[This is the text of a talk I gave a couple of weeks ago to the 6/20 Club in London. As you will see this introductory part is mainly about 1915. Part II is here]
By March 1915 the people of the United Kingdom were beginning to realise that the war was going to be much longer, involve many more men and be more expensive than they had previously imagined.
The military correspondent of the Times was a man called Charles à Court Repington. He was normally pretty astute. In a recent article he had argued that the war on the Western Front had become an attritional struggle. As there was a line of trenches stretching from Switzerland to the English Channel, there were no flanks to turn and no prospect of a war of manoeuvre. The two sides were of roughly equal quality. It had become a war where progress could only be made by material means: by being able to put more guns, shells, bullets and men on the battlefield than the enemy.
This massively favoured the Allies: France, Britain, Russia and Belgium. Combined they had more people and more industry than the Central Powers. They were also less good at “cleverness” in warfare – so a material struggle also played into their hands. Their victory was inevitable. But that didn’t mean it was going to come soon.
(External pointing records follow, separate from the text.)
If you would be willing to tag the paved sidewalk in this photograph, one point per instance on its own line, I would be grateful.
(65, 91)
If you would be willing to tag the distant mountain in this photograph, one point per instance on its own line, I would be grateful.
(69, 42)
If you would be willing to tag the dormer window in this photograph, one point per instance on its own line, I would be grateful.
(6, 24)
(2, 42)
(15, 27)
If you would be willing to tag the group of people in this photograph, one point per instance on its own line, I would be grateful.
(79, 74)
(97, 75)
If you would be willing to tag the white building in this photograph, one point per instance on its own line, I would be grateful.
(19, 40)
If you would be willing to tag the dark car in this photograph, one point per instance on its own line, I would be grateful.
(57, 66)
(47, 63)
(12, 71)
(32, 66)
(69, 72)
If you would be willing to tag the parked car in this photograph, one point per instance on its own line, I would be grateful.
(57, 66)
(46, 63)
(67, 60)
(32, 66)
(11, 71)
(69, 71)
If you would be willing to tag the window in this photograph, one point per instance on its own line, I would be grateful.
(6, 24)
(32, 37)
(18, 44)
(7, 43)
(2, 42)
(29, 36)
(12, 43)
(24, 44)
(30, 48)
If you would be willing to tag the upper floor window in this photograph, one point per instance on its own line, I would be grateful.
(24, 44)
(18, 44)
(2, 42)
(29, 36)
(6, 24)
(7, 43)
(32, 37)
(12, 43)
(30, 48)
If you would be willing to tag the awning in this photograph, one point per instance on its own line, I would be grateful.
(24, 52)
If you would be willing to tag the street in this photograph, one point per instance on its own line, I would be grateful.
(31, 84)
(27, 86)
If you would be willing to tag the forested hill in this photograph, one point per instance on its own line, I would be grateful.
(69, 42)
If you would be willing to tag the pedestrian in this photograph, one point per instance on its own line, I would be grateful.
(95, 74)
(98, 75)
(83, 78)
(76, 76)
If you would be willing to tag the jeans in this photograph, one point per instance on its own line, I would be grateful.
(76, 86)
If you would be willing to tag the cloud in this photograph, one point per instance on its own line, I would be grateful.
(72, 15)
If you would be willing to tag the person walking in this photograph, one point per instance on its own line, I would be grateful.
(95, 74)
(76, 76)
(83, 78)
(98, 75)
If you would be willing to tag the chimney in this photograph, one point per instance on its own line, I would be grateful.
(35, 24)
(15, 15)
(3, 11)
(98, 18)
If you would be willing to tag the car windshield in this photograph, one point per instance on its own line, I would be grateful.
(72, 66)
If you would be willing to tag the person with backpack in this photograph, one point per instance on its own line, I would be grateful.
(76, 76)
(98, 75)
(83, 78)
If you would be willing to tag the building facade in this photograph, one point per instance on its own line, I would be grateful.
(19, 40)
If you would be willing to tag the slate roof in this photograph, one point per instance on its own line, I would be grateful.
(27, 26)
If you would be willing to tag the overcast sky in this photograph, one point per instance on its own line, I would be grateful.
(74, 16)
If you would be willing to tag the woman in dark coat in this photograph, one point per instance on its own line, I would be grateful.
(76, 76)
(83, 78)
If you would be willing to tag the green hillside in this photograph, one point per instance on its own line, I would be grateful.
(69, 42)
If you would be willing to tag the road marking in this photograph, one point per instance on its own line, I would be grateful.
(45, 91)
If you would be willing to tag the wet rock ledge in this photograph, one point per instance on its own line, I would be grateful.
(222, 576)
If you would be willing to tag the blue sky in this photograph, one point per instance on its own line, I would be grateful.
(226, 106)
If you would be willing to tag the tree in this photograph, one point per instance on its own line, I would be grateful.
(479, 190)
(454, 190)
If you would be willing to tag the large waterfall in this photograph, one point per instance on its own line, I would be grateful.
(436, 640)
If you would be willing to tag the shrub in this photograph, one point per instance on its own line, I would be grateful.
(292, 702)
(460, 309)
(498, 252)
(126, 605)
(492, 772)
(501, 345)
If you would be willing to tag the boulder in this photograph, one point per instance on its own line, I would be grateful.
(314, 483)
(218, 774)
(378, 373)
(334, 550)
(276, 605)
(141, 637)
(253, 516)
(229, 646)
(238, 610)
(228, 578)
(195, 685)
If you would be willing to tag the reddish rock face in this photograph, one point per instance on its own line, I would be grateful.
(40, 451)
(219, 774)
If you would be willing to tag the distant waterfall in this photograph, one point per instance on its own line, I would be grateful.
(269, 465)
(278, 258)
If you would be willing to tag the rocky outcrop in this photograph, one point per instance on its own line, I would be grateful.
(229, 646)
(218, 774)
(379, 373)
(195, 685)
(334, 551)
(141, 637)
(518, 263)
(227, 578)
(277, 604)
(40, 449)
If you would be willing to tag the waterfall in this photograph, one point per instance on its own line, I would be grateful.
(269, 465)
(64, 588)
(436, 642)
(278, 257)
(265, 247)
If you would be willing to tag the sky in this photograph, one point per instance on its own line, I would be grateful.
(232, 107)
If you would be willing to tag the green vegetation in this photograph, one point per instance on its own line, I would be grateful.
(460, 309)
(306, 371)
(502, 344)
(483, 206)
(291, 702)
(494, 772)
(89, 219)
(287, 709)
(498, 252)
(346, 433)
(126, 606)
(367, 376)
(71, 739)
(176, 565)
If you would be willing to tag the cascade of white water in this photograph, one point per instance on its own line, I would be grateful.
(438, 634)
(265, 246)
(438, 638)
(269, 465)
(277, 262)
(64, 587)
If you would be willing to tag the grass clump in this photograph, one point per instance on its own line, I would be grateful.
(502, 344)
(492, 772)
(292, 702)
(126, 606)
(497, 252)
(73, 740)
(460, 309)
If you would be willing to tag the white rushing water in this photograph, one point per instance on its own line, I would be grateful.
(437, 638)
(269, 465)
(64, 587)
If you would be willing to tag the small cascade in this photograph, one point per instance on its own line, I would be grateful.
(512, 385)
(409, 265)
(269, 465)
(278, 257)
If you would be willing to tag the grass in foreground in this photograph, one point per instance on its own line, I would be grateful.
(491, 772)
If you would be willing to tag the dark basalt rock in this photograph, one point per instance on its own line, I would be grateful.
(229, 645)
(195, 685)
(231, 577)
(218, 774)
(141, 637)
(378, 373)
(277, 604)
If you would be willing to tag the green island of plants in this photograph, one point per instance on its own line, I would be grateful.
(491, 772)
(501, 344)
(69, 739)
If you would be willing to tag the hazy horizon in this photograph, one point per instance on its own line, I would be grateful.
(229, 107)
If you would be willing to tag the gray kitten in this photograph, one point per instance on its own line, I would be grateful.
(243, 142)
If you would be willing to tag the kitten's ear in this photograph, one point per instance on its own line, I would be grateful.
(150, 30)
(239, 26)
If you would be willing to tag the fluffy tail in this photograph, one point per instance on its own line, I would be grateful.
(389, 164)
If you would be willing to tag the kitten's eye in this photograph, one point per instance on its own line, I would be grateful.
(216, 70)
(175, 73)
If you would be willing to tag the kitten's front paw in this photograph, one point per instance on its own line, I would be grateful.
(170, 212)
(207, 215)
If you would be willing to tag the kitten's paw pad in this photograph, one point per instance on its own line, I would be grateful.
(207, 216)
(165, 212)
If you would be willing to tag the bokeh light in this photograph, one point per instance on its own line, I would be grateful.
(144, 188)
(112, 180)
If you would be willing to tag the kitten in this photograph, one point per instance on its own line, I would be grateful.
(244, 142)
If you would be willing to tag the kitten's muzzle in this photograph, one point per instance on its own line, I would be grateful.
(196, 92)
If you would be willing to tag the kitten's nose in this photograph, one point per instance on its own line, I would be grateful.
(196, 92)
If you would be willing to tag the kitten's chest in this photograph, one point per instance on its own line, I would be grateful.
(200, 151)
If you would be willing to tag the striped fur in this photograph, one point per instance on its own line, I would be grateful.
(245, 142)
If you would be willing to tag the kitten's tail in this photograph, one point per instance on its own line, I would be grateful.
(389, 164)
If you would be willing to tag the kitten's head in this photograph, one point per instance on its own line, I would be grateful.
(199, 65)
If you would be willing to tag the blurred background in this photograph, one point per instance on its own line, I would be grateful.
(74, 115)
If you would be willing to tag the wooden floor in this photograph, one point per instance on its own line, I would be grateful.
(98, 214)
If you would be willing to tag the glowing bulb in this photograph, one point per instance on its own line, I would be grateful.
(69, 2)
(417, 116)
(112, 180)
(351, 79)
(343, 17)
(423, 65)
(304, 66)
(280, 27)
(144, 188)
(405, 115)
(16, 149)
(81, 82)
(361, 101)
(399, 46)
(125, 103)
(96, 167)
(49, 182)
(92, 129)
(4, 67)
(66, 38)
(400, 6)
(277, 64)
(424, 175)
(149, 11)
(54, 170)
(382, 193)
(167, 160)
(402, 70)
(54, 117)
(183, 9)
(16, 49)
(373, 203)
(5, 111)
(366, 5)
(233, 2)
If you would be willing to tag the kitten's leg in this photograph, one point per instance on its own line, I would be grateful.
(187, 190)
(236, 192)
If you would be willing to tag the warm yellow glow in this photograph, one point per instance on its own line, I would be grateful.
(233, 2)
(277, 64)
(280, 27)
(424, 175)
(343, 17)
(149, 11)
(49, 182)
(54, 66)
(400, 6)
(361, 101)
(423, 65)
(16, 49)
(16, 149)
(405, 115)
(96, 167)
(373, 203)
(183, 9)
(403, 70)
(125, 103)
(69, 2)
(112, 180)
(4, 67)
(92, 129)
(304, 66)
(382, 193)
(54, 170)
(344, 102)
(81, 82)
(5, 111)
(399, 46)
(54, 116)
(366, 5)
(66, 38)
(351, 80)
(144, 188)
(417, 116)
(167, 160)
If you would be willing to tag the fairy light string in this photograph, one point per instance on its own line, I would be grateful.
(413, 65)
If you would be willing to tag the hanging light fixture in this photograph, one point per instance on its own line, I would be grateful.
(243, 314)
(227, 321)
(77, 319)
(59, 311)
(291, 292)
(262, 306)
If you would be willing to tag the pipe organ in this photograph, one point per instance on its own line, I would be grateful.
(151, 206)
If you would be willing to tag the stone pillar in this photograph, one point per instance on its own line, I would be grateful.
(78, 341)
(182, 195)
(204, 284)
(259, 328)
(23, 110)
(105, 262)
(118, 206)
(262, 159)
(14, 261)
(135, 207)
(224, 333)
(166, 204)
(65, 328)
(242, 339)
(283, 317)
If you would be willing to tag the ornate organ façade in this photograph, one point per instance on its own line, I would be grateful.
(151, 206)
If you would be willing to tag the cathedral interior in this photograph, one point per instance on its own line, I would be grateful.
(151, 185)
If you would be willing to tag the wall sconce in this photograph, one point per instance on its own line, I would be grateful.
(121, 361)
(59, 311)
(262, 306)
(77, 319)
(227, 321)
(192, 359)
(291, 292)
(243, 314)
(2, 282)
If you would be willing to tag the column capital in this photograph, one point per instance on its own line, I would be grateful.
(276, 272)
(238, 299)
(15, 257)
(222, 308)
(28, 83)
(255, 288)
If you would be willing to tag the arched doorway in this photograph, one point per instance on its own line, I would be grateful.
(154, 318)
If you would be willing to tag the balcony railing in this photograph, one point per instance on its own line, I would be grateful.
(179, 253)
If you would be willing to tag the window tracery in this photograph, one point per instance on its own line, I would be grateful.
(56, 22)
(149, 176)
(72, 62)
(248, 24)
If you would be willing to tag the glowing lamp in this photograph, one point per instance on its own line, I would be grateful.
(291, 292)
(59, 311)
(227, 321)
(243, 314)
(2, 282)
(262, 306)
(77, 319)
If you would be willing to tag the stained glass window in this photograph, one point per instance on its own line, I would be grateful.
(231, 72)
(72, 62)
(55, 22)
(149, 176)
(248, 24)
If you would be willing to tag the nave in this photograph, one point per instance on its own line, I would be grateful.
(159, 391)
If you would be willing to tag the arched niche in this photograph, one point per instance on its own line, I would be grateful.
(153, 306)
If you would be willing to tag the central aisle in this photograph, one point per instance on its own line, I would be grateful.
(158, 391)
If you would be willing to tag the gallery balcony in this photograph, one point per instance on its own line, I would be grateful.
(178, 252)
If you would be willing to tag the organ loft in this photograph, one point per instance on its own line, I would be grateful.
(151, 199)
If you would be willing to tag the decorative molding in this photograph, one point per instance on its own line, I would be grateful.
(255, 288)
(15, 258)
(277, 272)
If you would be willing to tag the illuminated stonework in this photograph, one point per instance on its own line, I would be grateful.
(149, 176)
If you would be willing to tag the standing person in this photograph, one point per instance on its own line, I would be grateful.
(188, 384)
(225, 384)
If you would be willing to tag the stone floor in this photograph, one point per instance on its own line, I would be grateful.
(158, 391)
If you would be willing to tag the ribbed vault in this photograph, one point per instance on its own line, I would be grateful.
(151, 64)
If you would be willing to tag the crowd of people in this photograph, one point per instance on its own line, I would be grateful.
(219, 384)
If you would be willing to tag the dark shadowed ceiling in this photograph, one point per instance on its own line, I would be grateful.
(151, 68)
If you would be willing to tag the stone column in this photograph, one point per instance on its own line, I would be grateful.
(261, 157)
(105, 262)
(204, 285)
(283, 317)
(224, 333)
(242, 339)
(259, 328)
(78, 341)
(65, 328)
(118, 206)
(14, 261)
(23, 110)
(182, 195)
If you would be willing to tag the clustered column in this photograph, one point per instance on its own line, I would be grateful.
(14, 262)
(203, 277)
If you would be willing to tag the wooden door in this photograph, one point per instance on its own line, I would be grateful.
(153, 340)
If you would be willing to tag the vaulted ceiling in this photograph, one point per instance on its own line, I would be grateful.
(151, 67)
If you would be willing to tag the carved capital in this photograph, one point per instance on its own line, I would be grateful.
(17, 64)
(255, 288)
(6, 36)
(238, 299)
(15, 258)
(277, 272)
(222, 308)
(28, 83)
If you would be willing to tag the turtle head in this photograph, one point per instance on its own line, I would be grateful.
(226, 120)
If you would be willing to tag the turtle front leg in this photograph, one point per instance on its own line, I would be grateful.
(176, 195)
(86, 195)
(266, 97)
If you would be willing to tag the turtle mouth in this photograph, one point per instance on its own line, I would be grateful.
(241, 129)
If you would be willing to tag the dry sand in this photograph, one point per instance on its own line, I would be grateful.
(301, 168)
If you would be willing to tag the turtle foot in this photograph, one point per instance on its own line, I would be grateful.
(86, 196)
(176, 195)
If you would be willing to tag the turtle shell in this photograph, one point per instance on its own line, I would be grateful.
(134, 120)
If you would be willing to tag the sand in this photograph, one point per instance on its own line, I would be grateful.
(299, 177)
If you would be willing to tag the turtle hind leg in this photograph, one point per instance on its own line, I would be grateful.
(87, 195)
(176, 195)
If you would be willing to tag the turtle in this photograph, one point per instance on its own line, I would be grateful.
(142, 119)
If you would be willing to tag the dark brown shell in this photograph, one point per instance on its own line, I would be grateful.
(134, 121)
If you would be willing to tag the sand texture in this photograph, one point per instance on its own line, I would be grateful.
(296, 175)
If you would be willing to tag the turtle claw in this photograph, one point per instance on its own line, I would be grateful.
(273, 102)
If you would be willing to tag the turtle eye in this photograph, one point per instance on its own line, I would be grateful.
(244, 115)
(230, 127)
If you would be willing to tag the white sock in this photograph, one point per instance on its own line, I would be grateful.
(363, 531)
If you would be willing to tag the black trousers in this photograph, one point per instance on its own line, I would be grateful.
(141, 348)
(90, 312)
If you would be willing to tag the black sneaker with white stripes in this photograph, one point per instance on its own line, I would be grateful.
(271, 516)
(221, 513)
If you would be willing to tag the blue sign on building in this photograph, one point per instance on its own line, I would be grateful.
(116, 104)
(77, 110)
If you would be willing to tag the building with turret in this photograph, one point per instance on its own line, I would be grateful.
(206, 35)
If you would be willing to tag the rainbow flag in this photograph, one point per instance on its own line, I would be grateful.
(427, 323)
But at the time, the British in particular, were short of everything. This would come to a head soon afterwards when Repington, again, claimed that the Battle of Neuve Chapelle could have gone much better had the British had enough shells. This would lead almost immediately to the creation of the Ministry of Munitions under Lloyd George.
By this time food prices were beginning to rise. Some foods were already up by 50%. Given that a large proportion of the average person’s income went on food this was inevitably causing hardship. Worse still, this rise took place before the Germans declared the waters around the UK a warzone. I must confess I don’t entirely understand the ins and outs of this but essentially this means that submarines could sink shipping without warning. The upshot was that rationing would be introduced later in the war.
Government control also came to pubs with restricted opening hours. It would even become illegal to buy a round.
So far the Royal Navy had not had a good war. It had let the German battle cruiser Goeben slip through its fingers in the Mediterranean and into Constantinople where it became part of the Ottoman navy which attacked Russia. An entire squadron was destroyed off the coast of Chile and even the victories were hollow. At the Battle of Dogger Bank the chance to destroy a squadron of German battle cruisers was lost due to a signalling error.
But the man at the top, one Winston Churchill, was undeterred. He thought the Navy could take the Dardanelles, take Constantinople and knock the Ottoman Empire out of the war alone. Repington thought – or at least, I think he thought – that this was nonsense.
The Navy had, at least, for the time being deterred the German Navy from shelling any more coastal towns. Now the threat came from the Zeppelins high above.
The Army, traditionally the junior service, was having a much better war. But The Times still records about a hundred deaths a day and this at a quiet time when the Army in the field was still small. This was not going to last long. About 2 million men had volunteered and the job of turning them into useful soldiers had started.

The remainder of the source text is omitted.